Folley: We want people to use their names, but Research fought that and wanted to post as a division.

Gross: The chief blogger is the chief communicator between people who leave comments and the people running the campaign.

Jones: People don't care about policy. People don't have time to know about policy. This is a way to build community and buzz.

Gross: If you're a hierarchical campaign with the command at the top, the captains and the lieutenants, and it just goes down, the blog is nothing but window dressing. Blogging is revolutionizing presidential politics, depending on the internal politics, is the commenting. You get real-time feedback, and you know you're talking as though you're in the room in Burlington HQ. And you are. It used to be that maybe you'd send an email. May make a phone call. Now what you have is lateral communication at the national political level. Certain phrases, things, and ideas come up to us.

Question: I see blogs right now just as buzz. This is the first election in which they're being used, and we haven't seen any results. To be honest, I'm affiliated with another campaign.

Winer: Which campaign?

Gross: Be honest.

Question: Edwards. And if we're only reaching 2% of the population, that's not going to win us a campaign.

Gross: One of the things that's been interesting about the Dean blog is that 70-80% of the people who have come to our site didn't know what a blog was. At the same time, you need to treat bloggers as opinion makers. They have influence.

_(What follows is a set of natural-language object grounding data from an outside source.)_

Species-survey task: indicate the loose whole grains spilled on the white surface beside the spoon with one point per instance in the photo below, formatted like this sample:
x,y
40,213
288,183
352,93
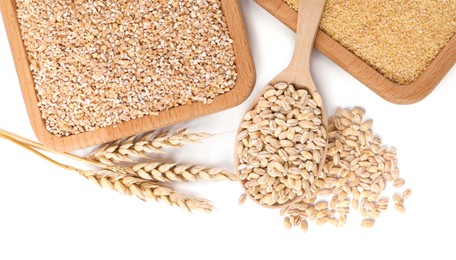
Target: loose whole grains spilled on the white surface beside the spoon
x,y
357,171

Dan Gillmor: Expand on that a little bit. The Dean campaign has embraced a lot of stuff they're not responsible for. You've been thrilled with the other people out there. The Clark campaign has not, at least reportedly, treated independent bloggers as well as they would have liked.

Barrett: I wasn't involved in the rift between the Draft Clark campaigns. But I do know that there was a problem legally between one of the Draft Clark campaigns and the main campaign -- and one journalist decided to make a story out of it.

Question: When your candidate wins, what happens to the blog?

Gross: It becomes the White House blog.